Due italiani sono tra gli undici ricercatori emergenti che “stanno lasciando il segno” e hanno “il mondo ai loro piedi”. Silvia Marchesan, dell’Università di Trieste, e Giorgio Vacchiano, della Statale di Milano, sono stati inseriti rispettivamente alla sesta e all’undicesima posizione dalla prestigiosa rivista scientifica britannica Nature. I due sono stati scelti tra una lista finale di 500 colleghi che nei loro ambiti di ricerca, dagli studi sulle rinnovabili a alla ricerca sul cancro, fino ai cambiamenti climatici, stanno cambiando il modo di fare ricerca.

La rivista scientifica ha stilato la sua classifica attingendo da una lista più ampia. Requisiti per essere presi inconsiderazione: aver pubblicato almeno un articolo nelle 82 riviste del Nature Index, che traccia le affiliazioni di articoli scientifici di alta qualità, nel 2017 e il cui primo documento scientifico è apparso meno di 20 anni fa. I primi tre selezionati sono stati Dane deQuilettes, del Massachusetts Institute of Technology, per i suoi studi su come ridurre il costo dell’energia solare con la perovskite, Sarah Garfinkel, dell’università del Sussex, per il suo lavoro su come il corpo muove la mente, e Binghui Ge, dell’Accademia cinese delle scienze, per il suo lavoro sulla microscopia a elettroni.

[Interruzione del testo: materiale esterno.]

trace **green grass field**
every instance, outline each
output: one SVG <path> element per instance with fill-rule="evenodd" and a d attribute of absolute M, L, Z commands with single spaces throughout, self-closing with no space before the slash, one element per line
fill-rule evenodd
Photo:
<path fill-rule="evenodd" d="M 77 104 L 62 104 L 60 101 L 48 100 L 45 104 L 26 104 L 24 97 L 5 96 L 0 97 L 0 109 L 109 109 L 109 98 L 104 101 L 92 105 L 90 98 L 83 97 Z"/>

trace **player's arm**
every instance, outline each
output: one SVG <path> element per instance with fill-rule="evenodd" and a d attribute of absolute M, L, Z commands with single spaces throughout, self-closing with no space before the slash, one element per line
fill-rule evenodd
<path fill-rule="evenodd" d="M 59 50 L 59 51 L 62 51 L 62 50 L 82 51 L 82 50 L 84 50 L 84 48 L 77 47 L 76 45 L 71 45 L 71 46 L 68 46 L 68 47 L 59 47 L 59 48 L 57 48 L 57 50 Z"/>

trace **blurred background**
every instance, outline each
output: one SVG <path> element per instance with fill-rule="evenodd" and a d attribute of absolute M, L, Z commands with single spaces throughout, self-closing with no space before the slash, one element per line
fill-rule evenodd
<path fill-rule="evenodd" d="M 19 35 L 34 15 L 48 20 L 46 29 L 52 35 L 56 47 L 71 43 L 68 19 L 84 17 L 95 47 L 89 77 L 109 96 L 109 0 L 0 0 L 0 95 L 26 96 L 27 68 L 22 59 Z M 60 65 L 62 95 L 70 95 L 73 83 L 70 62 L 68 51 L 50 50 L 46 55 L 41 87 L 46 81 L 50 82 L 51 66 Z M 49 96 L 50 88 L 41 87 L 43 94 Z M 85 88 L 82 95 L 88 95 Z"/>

Nel caso della sesta classificata, Silvia Marchesan, professoressa associata del dipartimento di Chimica organica all’università di Trieste, la ricerca si concentra invece sullo sviluppo di un idrogel, poco costoso ed efficace, di proteine che si auto-assemblano, utile per riparare i tessuti del corpo e rilasciare farmaci.

Giorgio Vacchiano, inserito da Nature all’undicesima posizione, ricercatore del Dipartimento di Scienze agrarie e ambientali della Statale di Milano, diretto dal professor Osvaldo Failla, con i suoi studi ha aperto la strada alluso dei modelli matematici per la gestione forestale, e ora si sta concentrando su come ottimizzare la gestione delle foreste per mitigare i cambiamenti climatici.